As each insurance company offers many different plans, there are a few things to keep in mind when finding out about your benefits.


  1. Benefit Plan Maximum: Majority of dental plans have a maximum benefit amount that they will pay out per benefit year. This is usually a combined maximum shared between Basic (exams, radiographs, hygiene therapy, restorations, etc) and Major (crowns, bridges, dentures, implants) procedures. There are certain plans that allow for separate Basic and Major maximums. There are also dental plans that do not have any monetary restrictions. In most cases when a plan contains orthodontic coverage there is a separate lifetime maximum.


  1. Coinsurance and Fee Guides: Your dental plan may have coverage at 100%, 90%, 80% or even lower. Certain procedures may be covered at different coinsurances as well. For example, you may have Basic coverage at 80% but Major and Orthodontic coverage at 50%. It is also important to understand that there is no set dental fee guide in Alberta. That means that the dental fee guide that your benefits follow is determined by your insurance company, and these are the fees that your benefits will pay out on. As this makes it impossible for a dental office to satisfy every fee guide for every insurance policy, there may be fee differences that occur between what your benefits will pay and what the office charges for a procedure. This means that your benefits cover 100% of your insurance companies fee schedule- not the dental offices fee schedule. The patient is responsible for any fee difference or coinsurance after your benefits have paid.

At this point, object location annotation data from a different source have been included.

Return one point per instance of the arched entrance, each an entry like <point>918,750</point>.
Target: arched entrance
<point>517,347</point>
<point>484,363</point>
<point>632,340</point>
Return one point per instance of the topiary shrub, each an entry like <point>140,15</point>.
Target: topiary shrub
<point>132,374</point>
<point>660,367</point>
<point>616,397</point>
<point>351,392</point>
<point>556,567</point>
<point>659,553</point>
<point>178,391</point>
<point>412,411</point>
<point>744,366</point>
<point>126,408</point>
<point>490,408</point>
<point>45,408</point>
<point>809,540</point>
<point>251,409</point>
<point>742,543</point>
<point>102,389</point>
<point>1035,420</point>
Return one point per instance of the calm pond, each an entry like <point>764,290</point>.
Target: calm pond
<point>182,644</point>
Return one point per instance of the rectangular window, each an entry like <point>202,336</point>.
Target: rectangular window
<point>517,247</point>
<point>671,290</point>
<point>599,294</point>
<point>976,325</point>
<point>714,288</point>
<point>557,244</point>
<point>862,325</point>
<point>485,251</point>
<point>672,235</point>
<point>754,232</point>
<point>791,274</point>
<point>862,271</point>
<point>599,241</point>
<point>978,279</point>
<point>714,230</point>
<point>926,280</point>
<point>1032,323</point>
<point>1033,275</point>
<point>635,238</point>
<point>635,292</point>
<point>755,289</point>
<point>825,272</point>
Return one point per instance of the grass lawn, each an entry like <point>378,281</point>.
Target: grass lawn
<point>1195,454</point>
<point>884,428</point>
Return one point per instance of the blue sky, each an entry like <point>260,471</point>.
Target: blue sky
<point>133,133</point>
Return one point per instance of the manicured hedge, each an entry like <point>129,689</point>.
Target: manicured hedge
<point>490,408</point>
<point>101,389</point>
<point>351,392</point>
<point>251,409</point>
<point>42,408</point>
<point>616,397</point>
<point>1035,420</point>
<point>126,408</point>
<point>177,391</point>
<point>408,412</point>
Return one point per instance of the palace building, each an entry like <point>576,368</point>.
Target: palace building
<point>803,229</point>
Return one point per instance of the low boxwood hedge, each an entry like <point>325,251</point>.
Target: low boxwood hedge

  1. Frequency Limitations: Your plan has limitations on how often procedures will be covered. For example, you may be allowed a routine recare examination every 6 months (or 9 or 12 months), but a new patient comprehensive exam may only be covered once every three years. For scaling or root planing (treatment provided by your hygienist) you are allowed a certain number of units (1 unit=15 minutes) per 12 rolling months. In most cases, the same surfaces of a tooth will only be covered for a restoration once every 2 years.


  1. Age Limitations: Some benefit plans place age restrictions on certain procedures such as fluoride treatment or orthodontic procedures. Many dependent children are covered until age 18 or 21, and may even be eligible as a full time student until age 25.


If you have concerns as to whether or not a procedure will be covered under your benefits, ask your dental provider to submit a pre-authorization to your plan. It normally takes between 2-6 weeks (procedure dependent) to receive a response. Keep it mind that majority of insurance plans will only send their response to the policy holder. Please share this information with your dental provider so that they can insure that you understand all costs and limitations associated with your procedure. Also, a pre-authorization does not guarantee payment; you must also take in account what is left on your plan maximum. Any costs of a procedure that has been pre-authorized but is not covered by your benefits due to a monetary limit becomes the responsibility of the patient.


Remember: it is a courtesy of your dental provider to accept assignment of benefits from your insurance company. Although we may try to the best of our abilities, it is unrealistic to expect the dental provider to keep track of any frequency limitations, or benefit maximums that you may have.